Mitigate A New CERT Vulnerability (#598349) With An Entry In /etc/hosts

Mitigate A New CERT Vulnerability (#598349) With An Entry In /etc/hosts

There is a new CERT vulnerability that can leave you vulnerable to a Man-in-the-Middle attack. You can mitigate this vulnerability today by adding these two lines to your /etc/hosts file:

0.0.0.0 wpad wpad.example.com 
:: wpad wpad.example.com

example.com is a stand in for your local domain. So replace example.com with whatever your local domain is.

The essence of this vulnerability is that an attacker can add a device to the network named wpad and get a DHCP lease, thus inserting the name wpad.example.com in the local DNS pointing to the attacker’s machine.

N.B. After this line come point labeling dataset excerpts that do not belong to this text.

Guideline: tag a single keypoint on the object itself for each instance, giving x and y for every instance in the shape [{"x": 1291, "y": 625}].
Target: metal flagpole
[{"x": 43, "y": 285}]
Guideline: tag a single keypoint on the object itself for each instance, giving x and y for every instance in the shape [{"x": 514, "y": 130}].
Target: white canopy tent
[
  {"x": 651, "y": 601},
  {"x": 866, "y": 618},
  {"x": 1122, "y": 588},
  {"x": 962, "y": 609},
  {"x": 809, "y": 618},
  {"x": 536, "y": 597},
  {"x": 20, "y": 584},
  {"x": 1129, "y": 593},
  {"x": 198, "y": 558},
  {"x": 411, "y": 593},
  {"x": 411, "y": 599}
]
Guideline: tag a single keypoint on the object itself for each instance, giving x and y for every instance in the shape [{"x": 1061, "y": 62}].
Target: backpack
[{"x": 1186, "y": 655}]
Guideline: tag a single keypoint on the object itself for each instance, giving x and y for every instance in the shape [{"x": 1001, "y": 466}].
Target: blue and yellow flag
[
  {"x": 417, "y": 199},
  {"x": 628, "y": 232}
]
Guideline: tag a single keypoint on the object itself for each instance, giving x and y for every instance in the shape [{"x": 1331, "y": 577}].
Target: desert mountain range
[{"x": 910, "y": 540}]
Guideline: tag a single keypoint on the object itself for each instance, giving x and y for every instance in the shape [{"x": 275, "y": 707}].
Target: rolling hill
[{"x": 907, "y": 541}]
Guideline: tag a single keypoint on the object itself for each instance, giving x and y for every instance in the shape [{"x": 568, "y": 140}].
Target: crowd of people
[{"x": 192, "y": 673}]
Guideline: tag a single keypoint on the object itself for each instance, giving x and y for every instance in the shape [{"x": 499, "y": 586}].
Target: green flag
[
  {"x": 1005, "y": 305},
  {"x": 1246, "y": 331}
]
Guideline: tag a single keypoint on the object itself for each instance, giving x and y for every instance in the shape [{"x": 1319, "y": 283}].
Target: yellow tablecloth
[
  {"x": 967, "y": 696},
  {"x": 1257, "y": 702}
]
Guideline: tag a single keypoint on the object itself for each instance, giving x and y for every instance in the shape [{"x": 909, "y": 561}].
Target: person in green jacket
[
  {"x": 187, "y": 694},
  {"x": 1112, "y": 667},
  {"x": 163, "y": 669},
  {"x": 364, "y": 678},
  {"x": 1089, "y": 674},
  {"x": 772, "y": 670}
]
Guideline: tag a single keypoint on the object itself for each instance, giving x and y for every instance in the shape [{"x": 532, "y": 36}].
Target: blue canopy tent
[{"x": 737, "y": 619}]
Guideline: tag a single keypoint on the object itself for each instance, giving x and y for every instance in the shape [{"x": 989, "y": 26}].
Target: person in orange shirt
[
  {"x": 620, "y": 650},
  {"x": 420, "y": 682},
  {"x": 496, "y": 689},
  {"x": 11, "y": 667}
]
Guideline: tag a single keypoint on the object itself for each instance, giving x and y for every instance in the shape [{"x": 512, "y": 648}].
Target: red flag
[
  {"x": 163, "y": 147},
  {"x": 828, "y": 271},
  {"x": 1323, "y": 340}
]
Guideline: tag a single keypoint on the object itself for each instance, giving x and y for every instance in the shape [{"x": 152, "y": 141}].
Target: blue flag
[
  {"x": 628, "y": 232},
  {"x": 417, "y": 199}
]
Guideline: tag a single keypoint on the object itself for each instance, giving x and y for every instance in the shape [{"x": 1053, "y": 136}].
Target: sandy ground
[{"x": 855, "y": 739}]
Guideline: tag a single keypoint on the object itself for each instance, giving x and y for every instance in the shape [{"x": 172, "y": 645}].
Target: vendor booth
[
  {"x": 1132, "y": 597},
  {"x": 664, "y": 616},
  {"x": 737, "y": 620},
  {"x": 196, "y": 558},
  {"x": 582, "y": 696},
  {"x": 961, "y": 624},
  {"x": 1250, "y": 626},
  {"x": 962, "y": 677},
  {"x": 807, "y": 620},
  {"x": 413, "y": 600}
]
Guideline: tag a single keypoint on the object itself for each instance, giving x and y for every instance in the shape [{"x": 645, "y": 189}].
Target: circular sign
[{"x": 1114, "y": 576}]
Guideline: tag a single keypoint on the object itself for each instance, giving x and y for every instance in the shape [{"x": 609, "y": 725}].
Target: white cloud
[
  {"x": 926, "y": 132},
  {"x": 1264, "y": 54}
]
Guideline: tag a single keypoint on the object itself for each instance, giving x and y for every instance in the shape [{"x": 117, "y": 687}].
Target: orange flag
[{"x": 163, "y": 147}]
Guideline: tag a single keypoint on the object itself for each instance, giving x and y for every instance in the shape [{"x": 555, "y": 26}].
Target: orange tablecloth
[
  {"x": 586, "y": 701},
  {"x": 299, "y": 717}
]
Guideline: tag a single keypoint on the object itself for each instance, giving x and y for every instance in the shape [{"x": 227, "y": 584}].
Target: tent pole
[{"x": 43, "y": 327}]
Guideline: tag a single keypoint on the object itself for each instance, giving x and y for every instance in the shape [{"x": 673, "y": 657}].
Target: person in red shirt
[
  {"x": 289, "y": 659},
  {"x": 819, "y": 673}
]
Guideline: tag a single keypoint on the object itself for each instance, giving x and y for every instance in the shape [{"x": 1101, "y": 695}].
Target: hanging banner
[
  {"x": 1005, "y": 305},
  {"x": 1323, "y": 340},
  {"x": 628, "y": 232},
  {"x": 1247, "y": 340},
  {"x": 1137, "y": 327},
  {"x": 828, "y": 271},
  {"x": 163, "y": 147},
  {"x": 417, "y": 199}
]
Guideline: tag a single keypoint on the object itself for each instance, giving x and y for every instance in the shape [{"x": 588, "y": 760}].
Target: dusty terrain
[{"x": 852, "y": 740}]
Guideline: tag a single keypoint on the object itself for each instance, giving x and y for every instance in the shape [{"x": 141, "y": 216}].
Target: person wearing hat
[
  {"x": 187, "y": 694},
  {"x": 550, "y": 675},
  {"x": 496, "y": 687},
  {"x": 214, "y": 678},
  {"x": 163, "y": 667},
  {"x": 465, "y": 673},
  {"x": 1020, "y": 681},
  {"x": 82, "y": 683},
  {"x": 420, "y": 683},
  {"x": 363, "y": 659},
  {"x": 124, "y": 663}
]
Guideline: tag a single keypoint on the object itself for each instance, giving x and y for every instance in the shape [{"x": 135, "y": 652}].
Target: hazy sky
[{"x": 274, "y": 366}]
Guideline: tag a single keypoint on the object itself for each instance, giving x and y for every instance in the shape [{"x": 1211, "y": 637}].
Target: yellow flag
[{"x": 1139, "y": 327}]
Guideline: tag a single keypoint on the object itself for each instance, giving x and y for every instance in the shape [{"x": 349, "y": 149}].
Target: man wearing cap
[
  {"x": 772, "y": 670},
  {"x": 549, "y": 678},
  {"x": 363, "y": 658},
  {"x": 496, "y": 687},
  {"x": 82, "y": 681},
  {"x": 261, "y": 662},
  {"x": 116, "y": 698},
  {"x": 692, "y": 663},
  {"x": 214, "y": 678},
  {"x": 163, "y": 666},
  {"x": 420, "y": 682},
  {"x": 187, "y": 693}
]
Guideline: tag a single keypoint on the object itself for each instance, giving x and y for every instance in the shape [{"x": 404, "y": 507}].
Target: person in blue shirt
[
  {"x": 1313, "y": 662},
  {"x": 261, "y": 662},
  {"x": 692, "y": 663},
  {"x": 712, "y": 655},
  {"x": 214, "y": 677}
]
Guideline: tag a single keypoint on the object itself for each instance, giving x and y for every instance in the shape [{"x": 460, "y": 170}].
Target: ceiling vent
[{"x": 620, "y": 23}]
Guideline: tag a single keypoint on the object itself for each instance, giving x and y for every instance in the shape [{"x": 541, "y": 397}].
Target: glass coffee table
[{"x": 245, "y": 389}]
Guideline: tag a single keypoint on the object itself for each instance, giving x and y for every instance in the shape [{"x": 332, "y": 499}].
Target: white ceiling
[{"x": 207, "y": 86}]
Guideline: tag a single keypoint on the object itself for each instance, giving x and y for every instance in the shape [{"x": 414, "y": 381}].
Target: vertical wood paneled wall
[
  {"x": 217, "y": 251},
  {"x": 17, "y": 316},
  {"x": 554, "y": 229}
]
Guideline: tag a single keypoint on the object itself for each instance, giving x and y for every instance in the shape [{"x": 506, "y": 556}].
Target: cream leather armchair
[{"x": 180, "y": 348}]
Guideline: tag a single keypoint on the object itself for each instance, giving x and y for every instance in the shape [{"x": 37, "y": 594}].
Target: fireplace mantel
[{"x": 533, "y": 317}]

The presence of that A record allows control of the proxy settings of any browser in the network.

You can learn more about the technology behind this attack at Google’s Project Zero page–it’s an older article, but gives some insight into the inner workings of the attack.

The next release of dnsmasq includes an option (dhcp-ignore-names) that can be used to mitigate the attack at the source, but we haven’t heard how Simon will act on this new vulnerability.

Since FTLDNS is just our fork of dnsmasq, we can easily merge in any upstream changes from him, but we wanted to let you know of the /etc/hosts fix that you can immediately implement.